Springer/ProSieben: Die Sorgen des Kartellamts

- Bonn/Berlin - Das Bundeskartellamt hat seine Bedenken gegen die geplante Übernahme von ProSiebenSat.1 durch den Springer-Konzern bekräftigt. Behördenpräsident Ulf Böge sagte, die milliardenschwere Fusion würde zu einer "nach dem Kartellrecht nicht genehmigungsfähigen Marktmacht führen". Dies betrifft nach seinen Worten den TV-Werbemarkt, den von "Bild" dominierten Markt für Boulevardzeitungen und das Anzeigengeschäft bei Zeitungen.

Laut Medienberichten will Springer dem Amt nun möglicherweise anbieten, einige Geschäfte oder Beteiligungen zu verkaufen, um die Bedenken zu zerstreuen. Verkauft werden könnten nach Informationen der "Financial Times Deutschland" die Beteiligung am Druckkonzern Prinovis, Anteile an Radiosendern sowie der Programmzeitschriften, zu denen "Hörzu" gehört.

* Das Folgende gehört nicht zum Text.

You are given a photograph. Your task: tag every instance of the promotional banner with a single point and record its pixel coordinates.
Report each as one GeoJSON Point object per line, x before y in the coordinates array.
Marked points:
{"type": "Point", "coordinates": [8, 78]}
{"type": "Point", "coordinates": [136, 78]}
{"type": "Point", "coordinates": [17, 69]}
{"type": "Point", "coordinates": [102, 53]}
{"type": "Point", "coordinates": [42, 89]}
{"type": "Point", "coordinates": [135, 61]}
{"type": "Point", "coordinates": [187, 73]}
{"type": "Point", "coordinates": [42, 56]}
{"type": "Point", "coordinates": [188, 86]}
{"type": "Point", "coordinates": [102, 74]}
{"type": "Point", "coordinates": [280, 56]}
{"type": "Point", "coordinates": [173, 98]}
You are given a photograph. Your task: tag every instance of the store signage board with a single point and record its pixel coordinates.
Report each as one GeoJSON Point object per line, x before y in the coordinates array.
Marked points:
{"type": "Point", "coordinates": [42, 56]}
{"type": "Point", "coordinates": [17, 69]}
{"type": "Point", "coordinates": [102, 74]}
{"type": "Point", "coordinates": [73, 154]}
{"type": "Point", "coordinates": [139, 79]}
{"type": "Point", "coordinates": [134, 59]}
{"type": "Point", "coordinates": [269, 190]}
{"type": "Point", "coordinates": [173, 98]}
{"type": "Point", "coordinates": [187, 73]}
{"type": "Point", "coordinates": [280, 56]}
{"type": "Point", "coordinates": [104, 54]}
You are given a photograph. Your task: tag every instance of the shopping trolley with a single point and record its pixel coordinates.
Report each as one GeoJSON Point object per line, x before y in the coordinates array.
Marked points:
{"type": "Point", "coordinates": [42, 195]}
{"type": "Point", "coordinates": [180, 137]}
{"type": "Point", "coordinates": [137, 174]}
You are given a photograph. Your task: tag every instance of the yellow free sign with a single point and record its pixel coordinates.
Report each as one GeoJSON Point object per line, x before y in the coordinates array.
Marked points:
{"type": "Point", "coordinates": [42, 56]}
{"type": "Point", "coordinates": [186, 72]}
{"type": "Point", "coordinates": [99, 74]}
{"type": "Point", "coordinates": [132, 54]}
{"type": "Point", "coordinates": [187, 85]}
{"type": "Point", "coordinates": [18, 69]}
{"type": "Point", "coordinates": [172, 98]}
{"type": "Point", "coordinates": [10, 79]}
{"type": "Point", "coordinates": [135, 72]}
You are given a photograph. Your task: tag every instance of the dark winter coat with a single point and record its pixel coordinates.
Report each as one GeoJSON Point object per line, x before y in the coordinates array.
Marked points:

Springer-Sprecherin Edda Fels nannte dies jedoch "reine Spekulation".

Laut Böge haben die Beteiligten nun drei Wochen Zeit für Stellungnahmen. Die Entscheidung des Kartellamts werde vor dem Jahresende fallen, versicherte er. Nach Einschätzung der Behörde würde der Zusammenschluss eine schon vorhandene marktbeherrschende Stellung weiter verstärken - auf dem Fernsehwerbemarkt, bei den Straßenverkaufszeitungen und auch im Geschäft mit Zeitungsanzeigen.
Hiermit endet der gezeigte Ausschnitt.